Metode mendidik dari setiap keluarga berbeda-beda dalam menerapkan didikannya. Ada salah satu hal yang patut untuk disadari dalam mendidik, yaitu soal ketegasan. Dalam mendidik ketegasan sangatlah penting untuk membentuk mentalitas anak, namun sebaiknya tidak berlebihan, apalagi berujung pada kekerasan fisik atau verbal, hal tersebut merupakan metode pengajaran yang buruk. “di antara perilaku buruk dalam proses mengajar adalah munculmya emosi atau suara yang keras” (Najib, 2002: 86).

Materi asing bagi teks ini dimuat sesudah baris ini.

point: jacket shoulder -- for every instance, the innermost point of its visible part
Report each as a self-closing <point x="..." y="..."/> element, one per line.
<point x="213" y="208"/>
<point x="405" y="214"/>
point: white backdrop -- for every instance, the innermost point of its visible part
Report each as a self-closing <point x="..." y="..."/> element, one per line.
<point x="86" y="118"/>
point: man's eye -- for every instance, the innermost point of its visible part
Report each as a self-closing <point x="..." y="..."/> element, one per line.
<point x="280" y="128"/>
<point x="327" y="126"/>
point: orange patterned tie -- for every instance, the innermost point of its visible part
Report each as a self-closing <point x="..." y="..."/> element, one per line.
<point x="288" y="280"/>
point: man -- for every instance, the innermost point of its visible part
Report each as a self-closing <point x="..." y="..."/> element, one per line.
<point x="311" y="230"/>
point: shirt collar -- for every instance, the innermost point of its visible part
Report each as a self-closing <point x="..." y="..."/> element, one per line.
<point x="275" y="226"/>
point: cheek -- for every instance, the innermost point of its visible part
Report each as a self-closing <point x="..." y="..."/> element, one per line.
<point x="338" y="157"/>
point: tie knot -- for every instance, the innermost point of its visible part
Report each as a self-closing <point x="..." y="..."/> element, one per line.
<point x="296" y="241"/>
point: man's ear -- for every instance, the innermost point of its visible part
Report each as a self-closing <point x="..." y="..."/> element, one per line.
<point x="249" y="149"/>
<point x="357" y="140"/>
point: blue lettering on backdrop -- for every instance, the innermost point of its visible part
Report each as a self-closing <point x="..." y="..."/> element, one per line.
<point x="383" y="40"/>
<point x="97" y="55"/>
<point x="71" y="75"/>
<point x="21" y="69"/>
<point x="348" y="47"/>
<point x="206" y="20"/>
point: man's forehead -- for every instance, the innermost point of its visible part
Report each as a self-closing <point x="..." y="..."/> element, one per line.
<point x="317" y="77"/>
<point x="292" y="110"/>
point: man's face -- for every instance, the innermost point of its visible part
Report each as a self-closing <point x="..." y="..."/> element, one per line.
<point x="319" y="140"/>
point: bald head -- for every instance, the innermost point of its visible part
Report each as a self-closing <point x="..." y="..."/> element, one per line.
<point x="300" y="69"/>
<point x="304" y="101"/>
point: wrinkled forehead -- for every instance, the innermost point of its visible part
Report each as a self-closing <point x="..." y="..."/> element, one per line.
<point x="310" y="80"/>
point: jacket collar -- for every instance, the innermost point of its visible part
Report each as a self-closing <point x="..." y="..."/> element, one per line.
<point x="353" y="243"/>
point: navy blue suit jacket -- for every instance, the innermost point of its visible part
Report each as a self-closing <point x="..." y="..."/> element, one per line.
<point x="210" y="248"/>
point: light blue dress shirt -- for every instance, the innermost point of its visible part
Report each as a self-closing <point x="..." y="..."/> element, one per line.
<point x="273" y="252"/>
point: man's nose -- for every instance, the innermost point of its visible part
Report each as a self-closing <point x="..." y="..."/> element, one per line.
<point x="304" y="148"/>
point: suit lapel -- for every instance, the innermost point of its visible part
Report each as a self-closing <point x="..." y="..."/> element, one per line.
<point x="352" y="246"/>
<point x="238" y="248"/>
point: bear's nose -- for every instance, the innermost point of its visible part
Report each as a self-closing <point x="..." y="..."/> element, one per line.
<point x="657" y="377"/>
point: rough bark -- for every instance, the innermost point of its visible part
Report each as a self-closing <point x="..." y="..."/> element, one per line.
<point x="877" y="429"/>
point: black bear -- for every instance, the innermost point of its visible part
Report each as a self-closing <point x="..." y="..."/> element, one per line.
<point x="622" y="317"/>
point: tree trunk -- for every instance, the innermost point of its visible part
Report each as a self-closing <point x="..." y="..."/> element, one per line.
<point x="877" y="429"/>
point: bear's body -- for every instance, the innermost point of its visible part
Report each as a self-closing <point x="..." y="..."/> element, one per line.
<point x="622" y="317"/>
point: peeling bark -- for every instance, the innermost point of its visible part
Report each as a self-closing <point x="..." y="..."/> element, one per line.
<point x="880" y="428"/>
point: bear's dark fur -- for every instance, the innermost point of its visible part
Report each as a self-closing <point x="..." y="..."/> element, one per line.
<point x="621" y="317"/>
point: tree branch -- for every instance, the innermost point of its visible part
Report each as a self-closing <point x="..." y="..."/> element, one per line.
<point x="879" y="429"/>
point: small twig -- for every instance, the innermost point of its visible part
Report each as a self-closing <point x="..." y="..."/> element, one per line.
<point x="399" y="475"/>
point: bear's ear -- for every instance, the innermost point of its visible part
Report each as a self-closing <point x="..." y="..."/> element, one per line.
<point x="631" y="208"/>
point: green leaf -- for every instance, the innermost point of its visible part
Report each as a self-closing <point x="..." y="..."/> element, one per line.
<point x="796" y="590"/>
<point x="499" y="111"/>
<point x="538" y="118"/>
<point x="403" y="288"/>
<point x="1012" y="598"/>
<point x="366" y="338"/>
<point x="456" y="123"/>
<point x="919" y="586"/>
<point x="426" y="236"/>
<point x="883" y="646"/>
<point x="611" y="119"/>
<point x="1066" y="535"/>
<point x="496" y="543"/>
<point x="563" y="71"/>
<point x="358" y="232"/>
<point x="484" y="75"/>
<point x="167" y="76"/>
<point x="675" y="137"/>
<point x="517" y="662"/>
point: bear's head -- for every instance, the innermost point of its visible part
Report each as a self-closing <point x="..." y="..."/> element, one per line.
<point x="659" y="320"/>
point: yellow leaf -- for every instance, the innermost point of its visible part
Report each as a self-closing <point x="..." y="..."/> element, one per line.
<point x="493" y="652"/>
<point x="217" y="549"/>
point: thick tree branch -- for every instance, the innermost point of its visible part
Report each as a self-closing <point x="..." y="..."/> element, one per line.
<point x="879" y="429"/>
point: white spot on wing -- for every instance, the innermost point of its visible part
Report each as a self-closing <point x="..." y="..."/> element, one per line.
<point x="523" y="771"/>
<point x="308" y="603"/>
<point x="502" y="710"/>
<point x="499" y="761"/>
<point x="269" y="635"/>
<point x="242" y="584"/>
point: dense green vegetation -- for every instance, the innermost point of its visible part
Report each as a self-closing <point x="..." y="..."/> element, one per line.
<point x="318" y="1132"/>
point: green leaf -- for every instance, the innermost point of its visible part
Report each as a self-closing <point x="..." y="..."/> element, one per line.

Sementara di bagian lain, masyarakat secara implisit diartikan sebagai sekumpulan individu yang hidup bersama dengan berasas pada pandangan hidup yang sama. Ada baiknya memandang secara saksama pentingnya pendidikan pada diri seorang anak yang merupakan bagian dari masyarakat. Hal ini bermuara dari fungsi masyarakat sebagai lembaga pendidikan non formal yang memberikan pendidikan secara sengaja, kepada anggota masyarakat yang begitu pluralistic. Pemberian pendidikan dari masyarakat, berasal dari kelompok-kelompok sosial yang terbentuk secara sadar, lalu kemudian kelompok-kelompok tersebut bergerak sesuai bidang masing-masing. Pendidikan yang lahir secara sengaja dari masyarakat, dapat membantu penguatan karakter anak, lewat proses pendewasaan yang diwujudkan dari pergerakan kelompok tersebut. Sebut saja seperti karang taruna, Lembaga Swadaya Masyarakat, Majelis Ilmu, Yayasan dan lembaga-lembaga sosial lainnya, yang secara sadar memberikan pendidikan.

Pendidikan berbasis masyarakat dijelaskan dalam Undang-Undang Nomor 20 Tahun 2003 Tentang Sistem Pendidikan Nasional Pasal 1 ayat 16, dengan mengharapkan peyelenggaraan pendidikan berbasis pada nilai-nilai yang ada dalam masyarakat. Seperti kekhasan agama, sosial, budaya, aspirasi dan segala potensi dalam masyarakat sebagai perwujudan dari, oleh, dan untuk masyarakat.

Sinergitas antara keluarga dan masyarakat dalam satuan pendidikan nasional yang berlangsung secara konsisten, berteguh pada komitmen bersama dan berjalan secara kontinu. Dengan perlahan akan melahirkan anak-anak yang berkarakter, yang berjiwa pembaharu dengan ruh Pancasila, dan anak yang religius dengan integritas nilai-nilai moral yang tertanam padanya. Sumber daya manusia seperti itu sangat dibutuhkan oleh bangsa, untuk dapat menghadapi tantangan masa kini dan masa depan.

Keserasian dari unsur-unsur yang termaktub dalam Tri Pusat Pendidikan tersebut, selain dapat mewujudkan tujuan Pendidikan nasional, juga dapat mendukung Penguatan Pendidikan Karakter (PPK) yang saat ini sedang di upayakan oleh pemerintah lewat Peraturan Presiden Nomor 87 Tahun 2017 Tentang Penguatan Pendidikan Karakter. Dalam Perpres tersebut Pendidikan karakter dimaksudkan sebagai  gerakan Pendidikan di bawah tanggung jawab satuan Pendidikan untuk memperkuat karakter peserta didik melalui harmonisasi olah hati, olah rasa, olah pikir, dan olah raga dengan pelibatan kerja sama antara satuan pendidikan, keluarga,  dan masyarakat sebagai bagian dari Gerakan Nasional Revolusi Mental (GNRM).